I really like it, I've a soft spot for design, I check draplin design co daily. Really nice site and work.


----------



## NeilW (29 Jul 2011)

Thanks for such great feedback mate   

Heres a couple of good graphic design blogs I like that you may want to have a look at;
http://www.aisleone.net/ (more Modernist)
http://www.itsnicethat.com/ (more arty)

and this site is incredibly inspirational/insightful just in general and covers so many areas (it goes on forever too);
http://www.recuperate.eu/

enjoy


----------



## dory (29 Jul 2011)

Cool website, kinda reminds me of this magazine: http://www.behance.net/MattRumbelow/frame/993853. And you have some nice work on there too.

NeilW, love that last page you've suggested, really good stuff on there, worth seeing.


----------



## clonitza (29 Jul 2011)

Nice portfolio you have there Niel, keep it growing.
Regarding the site, you could have used CSS for rollover instead of javascript and sprites instead of two images.
See this example or this one.

Mike


----------



## NeilW (29 Jul 2011)

dory said:
			
		

> Cool website, kinda reminds me of this magazine: http://www.behance.net/MattRumbelow/frame/993853. And you have some nice work on there too.



Cheers    I do like the look of that zine, the type in it is really nice. As you may have guessed I'm also a big fan of white space and minimalism!



			
				dory said:
			
		

> NeilW, love that last page you've suggested, really good stuff on there, worth seeing.

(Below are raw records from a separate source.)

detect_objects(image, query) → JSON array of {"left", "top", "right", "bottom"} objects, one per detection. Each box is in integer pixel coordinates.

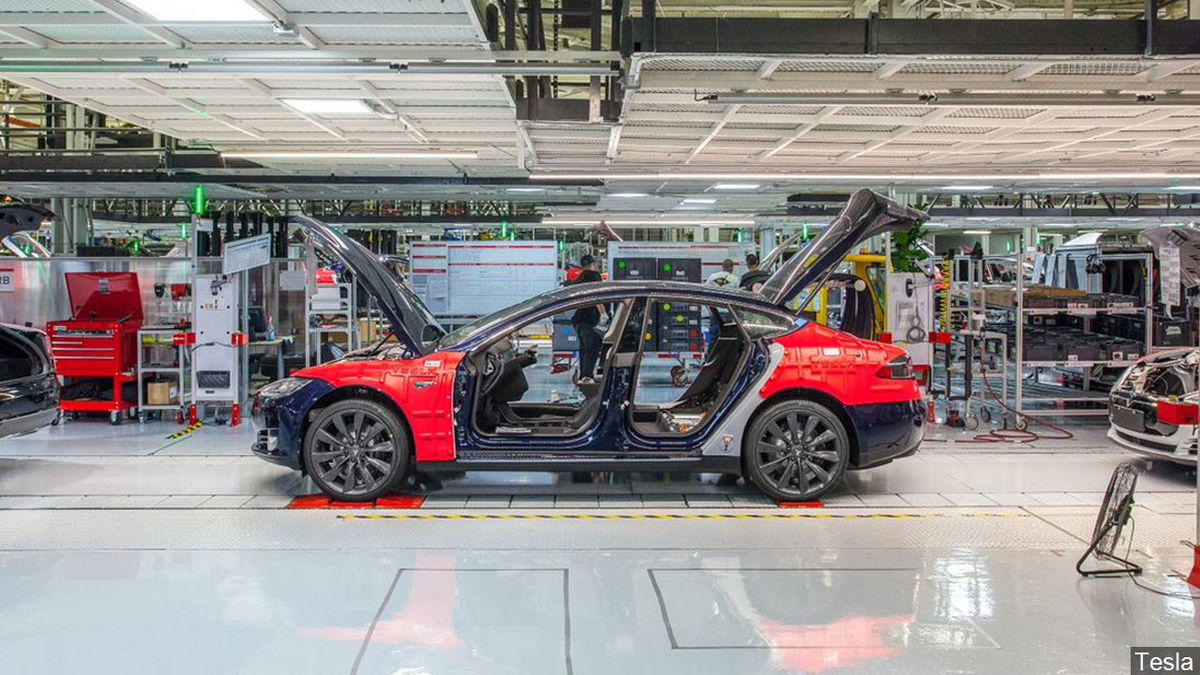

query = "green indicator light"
[{"left": 192, "top": 185, "right": 209, "bottom": 216}]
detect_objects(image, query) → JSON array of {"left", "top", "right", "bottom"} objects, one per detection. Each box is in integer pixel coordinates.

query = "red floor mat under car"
[{"left": 287, "top": 495, "right": 425, "bottom": 509}]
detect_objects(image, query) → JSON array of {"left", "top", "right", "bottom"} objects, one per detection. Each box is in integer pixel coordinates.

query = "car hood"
[
  {"left": 760, "top": 190, "right": 929, "bottom": 305},
  {"left": 0, "top": 204, "right": 59, "bottom": 240},
  {"left": 292, "top": 216, "right": 446, "bottom": 356}
]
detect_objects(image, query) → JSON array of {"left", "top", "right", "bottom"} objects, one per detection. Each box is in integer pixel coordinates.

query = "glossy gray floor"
[{"left": 0, "top": 422, "right": 1200, "bottom": 675}]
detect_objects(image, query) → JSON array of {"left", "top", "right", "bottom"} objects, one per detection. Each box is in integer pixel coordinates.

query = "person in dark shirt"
[
  {"left": 571, "top": 256, "right": 608, "bottom": 382},
  {"left": 738, "top": 253, "right": 770, "bottom": 291}
]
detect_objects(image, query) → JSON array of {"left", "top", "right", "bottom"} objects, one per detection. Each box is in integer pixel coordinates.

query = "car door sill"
[{"left": 416, "top": 455, "right": 742, "bottom": 473}]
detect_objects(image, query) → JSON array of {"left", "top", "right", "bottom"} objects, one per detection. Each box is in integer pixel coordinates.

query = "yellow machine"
[{"left": 811, "top": 252, "right": 888, "bottom": 339}]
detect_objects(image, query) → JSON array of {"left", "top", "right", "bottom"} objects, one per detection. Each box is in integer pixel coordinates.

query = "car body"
[
  {"left": 1109, "top": 348, "right": 1200, "bottom": 466},
  {"left": 252, "top": 190, "right": 925, "bottom": 501},
  {"left": 0, "top": 323, "right": 59, "bottom": 438}
]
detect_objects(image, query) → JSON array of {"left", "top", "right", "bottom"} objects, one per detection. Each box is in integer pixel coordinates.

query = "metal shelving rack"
[
  {"left": 935, "top": 256, "right": 1015, "bottom": 422},
  {"left": 137, "top": 328, "right": 192, "bottom": 420},
  {"left": 305, "top": 282, "right": 359, "bottom": 366},
  {"left": 1013, "top": 247, "right": 1154, "bottom": 417}
]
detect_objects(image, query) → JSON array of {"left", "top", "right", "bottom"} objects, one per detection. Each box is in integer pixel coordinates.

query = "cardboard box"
[{"left": 146, "top": 382, "right": 179, "bottom": 406}]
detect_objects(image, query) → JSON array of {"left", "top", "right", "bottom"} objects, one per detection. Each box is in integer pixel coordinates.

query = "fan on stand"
[{"left": 1075, "top": 461, "right": 1141, "bottom": 577}]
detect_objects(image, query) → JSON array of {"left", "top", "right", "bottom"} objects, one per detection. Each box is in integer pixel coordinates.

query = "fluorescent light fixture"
[
  {"left": 280, "top": 98, "right": 374, "bottom": 115},
  {"left": 541, "top": 217, "right": 755, "bottom": 227},
  {"left": 122, "top": 0, "right": 271, "bottom": 22},
  {"left": 529, "top": 171, "right": 1200, "bottom": 183},
  {"left": 221, "top": 150, "right": 478, "bottom": 160}
]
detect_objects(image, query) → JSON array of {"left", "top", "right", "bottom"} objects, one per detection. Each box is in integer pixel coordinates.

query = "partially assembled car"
[
  {"left": 252, "top": 190, "right": 925, "bottom": 501},
  {"left": 1109, "top": 348, "right": 1200, "bottom": 466},
  {"left": 0, "top": 323, "right": 59, "bottom": 438}
]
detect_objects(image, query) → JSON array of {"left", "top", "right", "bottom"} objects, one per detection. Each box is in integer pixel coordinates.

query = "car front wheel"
[
  {"left": 302, "top": 399, "right": 409, "bottom": 502},
  {"left": 744, "top": 400, "right": 850, "bottom": 502}
]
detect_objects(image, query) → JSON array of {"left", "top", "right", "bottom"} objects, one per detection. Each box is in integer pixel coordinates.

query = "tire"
[
  {"left": 743, "top": 400, "right": 850, "bottom": 502},
  {"left": 301, "top": 399, "right": 410, "bottom": 502}
]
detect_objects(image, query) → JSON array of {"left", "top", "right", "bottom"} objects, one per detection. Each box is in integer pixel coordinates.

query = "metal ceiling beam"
[
  {"left": 629, "top": 17, "right": 1200, "bottom": 55},
  {"left": 0, "top": 47, "right": 620, "bottom": 64},
  {"left": 88, "top": 0, "right": 187, "bottom": 49},
  {"left": 0, "top": 169, "right": 585, "bottom": 184},
  {"left": 758, "top": 106, "right": 841, "bottom": 161},
  {"left": 683, "top": 104, "right": 742, "bottom": 165},
  {"left": 702, "top": 92, "right": 1200, "bottom": 108},
  {"left": 0, "top": 12, "right": 472, "bottom": 29},
  {"left": 0, "top": 59, "right": 620, "bottom": 77},
  {"left": 0, "top": 25, "right": 62, "bottom": 49},
  {"left": 241, "top": 0, "right": 325, "bottom": 49},
  {"left": 637, "top": 68, "right": 1200, "bottom": 91}
]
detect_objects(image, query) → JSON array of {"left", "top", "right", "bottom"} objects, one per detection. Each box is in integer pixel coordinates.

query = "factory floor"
[{"left": 0, "top": 420, "right": 1200, "bottom": 675}]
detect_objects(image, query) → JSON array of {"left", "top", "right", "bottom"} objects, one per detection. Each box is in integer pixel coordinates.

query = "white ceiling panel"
[
  {"left": 312, "top": 25, "right": 480, "bottom": 46},
  {"left": 31, "top": 25, "right": 156, "bottom": 44},
  {"left": 278, "top": 0, "right": 463, "bottom": 14}
]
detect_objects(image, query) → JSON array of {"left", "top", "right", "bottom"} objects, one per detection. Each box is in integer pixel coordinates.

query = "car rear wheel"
[
  {"left": 302, "top": 399, "right": 409, "bottom": 502},
  {"left": 744, "top": 400, "right": 850, "bottom": 502}
]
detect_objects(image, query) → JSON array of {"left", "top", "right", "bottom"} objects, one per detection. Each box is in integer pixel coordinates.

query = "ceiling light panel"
[
  {"left": 280, "top": 98, "right": 374, "bottom": 115},
  {"left": 122, "top": 0, "right": 270, "bottom": 22}
]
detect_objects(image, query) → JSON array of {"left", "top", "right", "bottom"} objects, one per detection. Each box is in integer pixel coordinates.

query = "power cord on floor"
[
  {"left": 1126, "top": 515, "right": 1200, "bottom": 601},
  {"left": 954, "top": 364, "right": 1075, "bottom": 443}
]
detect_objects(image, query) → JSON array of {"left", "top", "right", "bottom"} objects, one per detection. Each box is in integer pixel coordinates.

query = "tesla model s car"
[
  {"left": 1109, "top": 348, "right": 1198, "bottom": 466},
  {"left": 252, "top": 190, "right": 925, "bottom": 501},
  {"left": 0, "top": 323, "right": 59, "bottom": 438}
]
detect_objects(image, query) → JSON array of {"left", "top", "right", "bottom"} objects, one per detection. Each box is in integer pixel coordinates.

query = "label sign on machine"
[{"left": 221, "top": 234, "right": 271, "bottom": 274}]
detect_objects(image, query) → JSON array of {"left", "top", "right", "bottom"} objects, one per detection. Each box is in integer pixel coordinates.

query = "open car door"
[{"left": 760, "top": 189, "right": 929, "bottom": 307}]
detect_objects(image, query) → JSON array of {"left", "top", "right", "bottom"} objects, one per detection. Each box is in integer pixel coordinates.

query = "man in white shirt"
[{"left": 706, "top": 258, "right": 738, "bottom": 288}]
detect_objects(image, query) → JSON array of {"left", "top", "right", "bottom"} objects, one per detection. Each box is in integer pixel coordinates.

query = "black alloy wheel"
[
  {"left": 302, "top": 399, "right": 409, "bottom": 502},
  {"left": 744, "top": 400, "right": 850, "bottom": 502}
]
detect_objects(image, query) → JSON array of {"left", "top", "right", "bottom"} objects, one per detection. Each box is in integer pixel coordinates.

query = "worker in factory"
[
  {"left": 706, "top": 258, "right": 738, "bottom": 288},
  {"left": 738, "top": 253, "right": 770, "bottom": 291},
  {"left": 571, "top": 255, "right": 608, "bottom": 383}
]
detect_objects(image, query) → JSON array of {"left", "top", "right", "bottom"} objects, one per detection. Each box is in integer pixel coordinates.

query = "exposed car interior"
[
  {"left": 468, "top": 298, "right": 768, "bottom": 436},
  {"left": 468, "top": 300, "right": 644, "bottom": 436},
  {"left": 630, "top": 303, "right": 750, "bottom": 436}
]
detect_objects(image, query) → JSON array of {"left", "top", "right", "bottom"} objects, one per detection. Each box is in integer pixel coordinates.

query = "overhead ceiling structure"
[
  {"left": 0, "top": 0, "right": 1200, "bottom": 226},
  {"left": 533, "top": 54, "right": 1200, "bottom": 189},
  {"left": 0, "top": 0, "right": 549, "bottom": 174}
]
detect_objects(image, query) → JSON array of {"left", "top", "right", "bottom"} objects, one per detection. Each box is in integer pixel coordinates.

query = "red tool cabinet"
[{"left": 46, "top": 271, "right": 143, "bottom": 424}]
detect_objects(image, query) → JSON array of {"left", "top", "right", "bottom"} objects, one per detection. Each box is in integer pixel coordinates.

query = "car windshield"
[{"left": 437, "top": 295, "right": 545, "bottom": 350}]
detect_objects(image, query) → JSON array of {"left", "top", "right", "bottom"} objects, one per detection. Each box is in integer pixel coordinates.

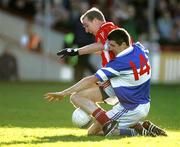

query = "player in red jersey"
[
  {"left": 54, "top": 8, "right": 166, "bottom": 137},
  {"left": 57, "top": 8, "right": 119, "bottom": 66}
]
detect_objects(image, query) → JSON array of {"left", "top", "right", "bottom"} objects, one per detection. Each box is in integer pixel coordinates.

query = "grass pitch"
[{"left": 0, "top": 82, "right": 180, "bottom": 147}]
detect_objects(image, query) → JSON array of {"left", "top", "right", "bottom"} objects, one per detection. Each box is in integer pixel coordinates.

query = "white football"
[{"left": 72, "top": 108, "right": 91, "bottom": 128}]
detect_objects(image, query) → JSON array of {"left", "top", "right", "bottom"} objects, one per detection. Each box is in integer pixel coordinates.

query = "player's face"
[
  {"left": 108, "top": 40, "right": 123, "bottom": 54},
  {"left": 82, "top": 17, "right": 98, "bottom": 35}
]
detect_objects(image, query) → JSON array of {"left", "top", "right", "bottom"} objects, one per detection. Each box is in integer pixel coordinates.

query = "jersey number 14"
[{"left": 129, "top": 54, "right": 150, "bottom": 81}]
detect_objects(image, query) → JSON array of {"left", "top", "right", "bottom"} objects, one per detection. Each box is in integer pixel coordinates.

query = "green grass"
[{"left": 0, "top": 82, "right": 180, "bottom": 147}]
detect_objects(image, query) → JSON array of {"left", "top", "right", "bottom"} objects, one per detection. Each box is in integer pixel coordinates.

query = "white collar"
[{"left": 116, "top": 46, "right": 133, "bottom": 57}]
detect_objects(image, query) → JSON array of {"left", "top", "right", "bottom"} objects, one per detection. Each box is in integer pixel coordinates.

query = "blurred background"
[{"left": 0, "top": 0, "right": 180, "bottom": 84}]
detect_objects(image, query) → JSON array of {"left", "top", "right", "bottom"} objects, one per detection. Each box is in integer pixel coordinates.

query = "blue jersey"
[{"left": 95, "top": 42, "right": 151, "bottom": 110}]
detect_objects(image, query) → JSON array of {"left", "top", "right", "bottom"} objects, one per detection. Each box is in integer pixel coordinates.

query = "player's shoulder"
[{"left": 133, "top": 42, "right": 149, "bottom": 53}]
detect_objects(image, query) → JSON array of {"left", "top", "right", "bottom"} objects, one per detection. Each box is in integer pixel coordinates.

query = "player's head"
[
  {"left": 108, "top": 28, "right": 130, "bottom": 54},
  {"left": 80, "top": 7, "right": 106, "bottom": 35}
]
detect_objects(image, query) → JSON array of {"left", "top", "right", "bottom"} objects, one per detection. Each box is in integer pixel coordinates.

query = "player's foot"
[
  {"left": 102, "top": 121, "right": 118, "bottom": 136},
  {"left": 142, "top": 120, "right": 167, "bottom": 136},
  {"left": 131, "top": 123, "right": 156, "bottom": 137}
]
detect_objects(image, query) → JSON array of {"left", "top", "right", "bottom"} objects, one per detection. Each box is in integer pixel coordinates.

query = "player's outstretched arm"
[
  {"left": 44, "top": 75, "right": 98, "bottom": 101},
  {"left": 78, "top": 42, "right": 103, "bottom": 55},
  {"left": 57, "top": 43, "right": 103, "bottom": 58},
  {"left": 44, "top": 92, "right": 65, "bottom": 102}
]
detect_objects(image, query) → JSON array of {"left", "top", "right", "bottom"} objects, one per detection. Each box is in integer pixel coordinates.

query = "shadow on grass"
[{"left": 0, "top": 135, "right": 124, "bottom": 146}]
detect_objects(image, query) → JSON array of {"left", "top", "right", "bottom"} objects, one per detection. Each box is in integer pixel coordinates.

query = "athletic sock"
[
  {"left": 119, "top": 128, "right": 138, "bottom": 136},
  {"left": 92, "top": 108, "right": 110, "bottom": 126}
]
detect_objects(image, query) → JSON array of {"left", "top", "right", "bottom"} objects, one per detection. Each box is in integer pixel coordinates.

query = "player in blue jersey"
[{"left": 45, "top": 29, "right": 166, "bottom": 136}]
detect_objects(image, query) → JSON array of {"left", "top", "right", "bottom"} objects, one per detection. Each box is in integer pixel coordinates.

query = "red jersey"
[{"left": 96, "top": 22, "right": 119, "bottom": 67}]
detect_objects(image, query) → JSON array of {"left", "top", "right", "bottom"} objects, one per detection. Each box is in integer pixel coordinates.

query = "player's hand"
[
  {"left": 44, "top": 92, "right": 65, "bottom": 102},
  {"left": 57, "top": 48, "right": 79, "bottom": 58}
]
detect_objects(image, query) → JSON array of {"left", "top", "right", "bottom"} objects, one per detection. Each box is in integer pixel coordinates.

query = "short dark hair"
[
  {"left": 80, "top": 7, "right": 105, "bottom": 22},
  {"left": 108, "top": 28, "right": 130, "bottom": 45}
]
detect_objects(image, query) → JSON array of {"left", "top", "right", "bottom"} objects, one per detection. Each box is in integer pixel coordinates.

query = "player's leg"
[
  {"left": 88, "top": 121, "right": 104, "bottom": 135},
  {"left": 70, "top": 86, "right": 117, "bottom": 135},
  {"left": 107, "top": 103, "right": 153, "bottom": 136},
  {"left": 142, "top": 120, "right": 167, "bottom": 136}
]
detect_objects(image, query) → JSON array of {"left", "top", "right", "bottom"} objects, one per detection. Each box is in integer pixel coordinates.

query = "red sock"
[{"left": 92, "top": 108, "right": 110, "bottom": 126}]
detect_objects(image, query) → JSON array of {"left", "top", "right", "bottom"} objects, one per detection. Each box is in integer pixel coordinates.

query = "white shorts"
[
  {"left": 99, "top": 81, "right": 119, "bottom": 105},
  {"left": 106, "top": 102, "right": 150, "bottom": 129}
]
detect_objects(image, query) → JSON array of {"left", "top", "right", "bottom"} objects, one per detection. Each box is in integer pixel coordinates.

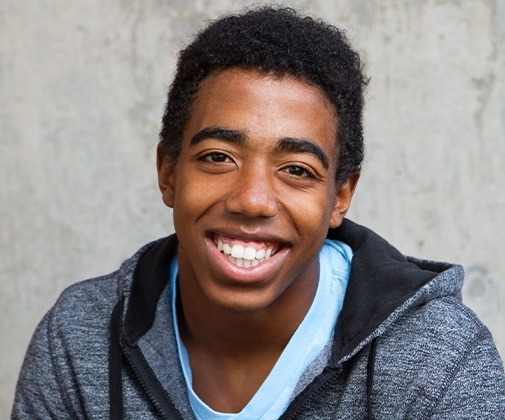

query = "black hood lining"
[
  {"left": 123, "top": 219, "right": 437, "bottom": 356},
  {"left": 328, "top": 219, "right": 438, "bottom": 364}
]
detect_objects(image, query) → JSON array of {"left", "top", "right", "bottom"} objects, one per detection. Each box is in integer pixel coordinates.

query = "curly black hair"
[{"left": 160, "top": 7, "right": 368, "bottom": 184}]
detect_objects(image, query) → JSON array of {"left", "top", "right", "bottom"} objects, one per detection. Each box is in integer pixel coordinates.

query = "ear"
[
  {"left": 330, "top": 173, "right": 360, "bottom": 228},
  {"left": 156, "top": 142, "right": 175, "bottom": 208}
]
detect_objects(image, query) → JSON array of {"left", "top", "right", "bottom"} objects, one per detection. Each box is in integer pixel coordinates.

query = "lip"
[{"left": 205, "top": 235, "right": 290, "bottom": 285}]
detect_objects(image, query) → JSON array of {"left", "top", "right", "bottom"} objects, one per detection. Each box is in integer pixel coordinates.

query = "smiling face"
[{"left": 158, "top": 68, "right": 357, "bottom": 312}]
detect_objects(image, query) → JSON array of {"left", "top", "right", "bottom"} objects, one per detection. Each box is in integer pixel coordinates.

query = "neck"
[{"left": 178, "top": 258, "right": 319, "bottom": 362}]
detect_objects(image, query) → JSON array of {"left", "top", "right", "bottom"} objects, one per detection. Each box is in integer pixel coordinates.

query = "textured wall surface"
[{"left": 0, "top": 0, "right": 505, "bottom": 418}]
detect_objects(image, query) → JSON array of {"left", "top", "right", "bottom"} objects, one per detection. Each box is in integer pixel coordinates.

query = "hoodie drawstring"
[
  {"left": 109, "top": 297, "right": 124, "bottom": 420},
  {"left": 366, "top": 338, "right": 377, "bottom": 420}
]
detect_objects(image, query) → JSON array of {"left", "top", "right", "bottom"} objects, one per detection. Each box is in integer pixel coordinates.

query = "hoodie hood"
[{"left": 122, "top": 219, "right": 461, "bottom": 364}]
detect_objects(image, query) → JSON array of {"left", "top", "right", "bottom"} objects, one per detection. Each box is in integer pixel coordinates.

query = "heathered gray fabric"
[{"left": 12, "top": 235, "right": 505, "bottom": 419}]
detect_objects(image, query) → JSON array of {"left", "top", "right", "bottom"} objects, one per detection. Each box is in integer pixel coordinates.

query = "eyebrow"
[
  {"left": 189, "top": 127, "right": 246, "bottom": 146},
  {"left": 189, "top": 127, "right": 329, "bottom": 169},
  {"left": 275, "top": 137, "right": 330, "bottom": 169}
]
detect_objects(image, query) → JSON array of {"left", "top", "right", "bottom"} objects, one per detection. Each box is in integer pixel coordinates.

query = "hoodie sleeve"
[
  {"left": 11, "top": 311, "right": 74, "bottom": 419},
  {"left": 433, "top": 327, "right": 505, "bottom": 419}
]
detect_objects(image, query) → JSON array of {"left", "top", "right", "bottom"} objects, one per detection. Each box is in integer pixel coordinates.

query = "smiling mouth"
[{"left": 213, "top": 234, "right": 281, "bottom": 268}]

That blog is run by these guys that were really high flyers on my uni course but a couple of years above me. They went on to go and work straight from uni for Mother who are possibly the biggest design agency in the UK. I'd recommend that blog to anyone.



			
				clonitza said:
			
		

> Nice portfolio you have there Niel, keep it growing.
> Regarding the site, you could have used CSS for rollover instead of javascript and sprites instead of two images.
> See this example or this one.
> 
> Mike



Cheers Mike   

I did think of using CSS rollovers instead but using Javascript meant I could easily have it preload in the head of the page. Also meant it should be easier to update later as the tags won't have to be so descriptive/specific. I'll check out 'sprites' though as I havn't come across them yet, may come in useful


----------



## Garuf (29 Jul 2011)

Great links!
http://erikssonjonas.com/category/talents/ is always packed full of pleasures.


----------



## NeilW (29 Jul 2011)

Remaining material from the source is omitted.